• Stars
    star
    5,940
  • Rank 6,447 (Top 0.2 %)
  • Language
    C++
  • License
    Other
  • Created about 10 years ago
  • Updated 3 months ago

Reviews

There are no reviews yet. Be the first to send feedback to the community and the maintainers!

Repository Details

A fast compressor/decompressor

Snappy, a fast compressor/decompressor.

Build Status

Introduction

Snappy is a compression/decompression library. It does not aim for maximum compression, or compatibility with any other compression library; instead, it aims for very high speeds and reasonable compression. For instance, compared to the fastest mode of zlib, Snappy is an order of magnitude faster for most inputs, but the resulting compressed files are anywhere from 20% to 100% bigger. (For more information, see "Performance", below.)

Snappy has the following properties:

  • Fast: Compression speeds at 250 MB/sec and beyond, with no assembler code. See "Performance" below.
  • Stable: Over the last few years, Snappy has compressed and decompressed petabytes of data in Google's production environment. The Snappy bitstream format is stable and will not change between versions.
  • Robust: The Snappy decompressor is designed not to crash in the face of corrupted or malicious input.
  • Free and open source software: Snappy is licensed under a BSD-type license. For more information, see the included COPYING file.

Snappy has previously been called "Zippy" in some Google presentations and the like.

Performance

Snappy is intended to be fast. On a single core of a Core i7 processor in 64-bit mode, it compresses at about 250 MB/sec or more and decompresses at about 500 MB/sec or more. (These numbers are for the slowest inputs in our benchmark suite; others are much faster.) In our tests, Snappy usually is faster than algorithms in the same class (e.g. LZO, LZF, QuickLZ, etc.) while achieving comparable compression ratios.

Typical compression ratios (based on the benchmark suite) are about 1.5-1.7x for plain text, about 2-4x for HTML, and of course 1.0x for JPEGs, PNGs and other already-compressed data. Similar numbers for zlib in its fastest mode are 2.6-2.8x, 3-7x and 1.0x, respectively. More sophisticated algorithms are capable of achieving yet higher compression rates, although usually at the expense of speed. Of course, compression ratio will vary significantly with the input.

Although Snappy should be fairly portable, it is primarily optimized for 64-bit x86-compatible processors, and may run slower in other environments. In particular:

  • Snappy uses 64-bit operations in several places to process more data at once than would otherwise be possible.
  • Snappy assumes unaligned 32 and 64-bit loads and stores are cheap. On some platforms, these must be emulated with single-byte loads and stores, which is much slower.
  • Snappy assumes little-endian throughout, and needs to byte-swap data in several places if running on a big-endian platform.

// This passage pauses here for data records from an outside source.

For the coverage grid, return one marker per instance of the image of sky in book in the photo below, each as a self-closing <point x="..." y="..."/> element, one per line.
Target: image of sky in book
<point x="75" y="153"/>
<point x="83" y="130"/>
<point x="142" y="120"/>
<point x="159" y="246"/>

Experience has shown that even heavily tuned code can be improved. Performance optimizations, whether for 64-bit x86 or other platforms, are of course most welcome; see "Contact", below.

Building

You need the CMake version specified in CMakeLists.txt or later to build:

git submodule update --init
mkdir build
cd build && cmake ../ && make

Usage

Note that Snappy, both the implementation and the main interface, is written in C++. However, several third-party bindings to other languages are available; see the home page for more information. Also, if you want to use Snappy from C code, you can use the included C bindings in snappy-c.h.

To use Snappy from your own C++ program, include the file "snappy.h" from your calling file, and link against the compiled library.

There are many ways to call Snappy, but the simplest possible is

snappy::Compress(input.data(), input.size(), &output);

and similarly

snappy::Uncompress(input.data(), input.size(), &output);

where "input" and "output" are both instances of std::string.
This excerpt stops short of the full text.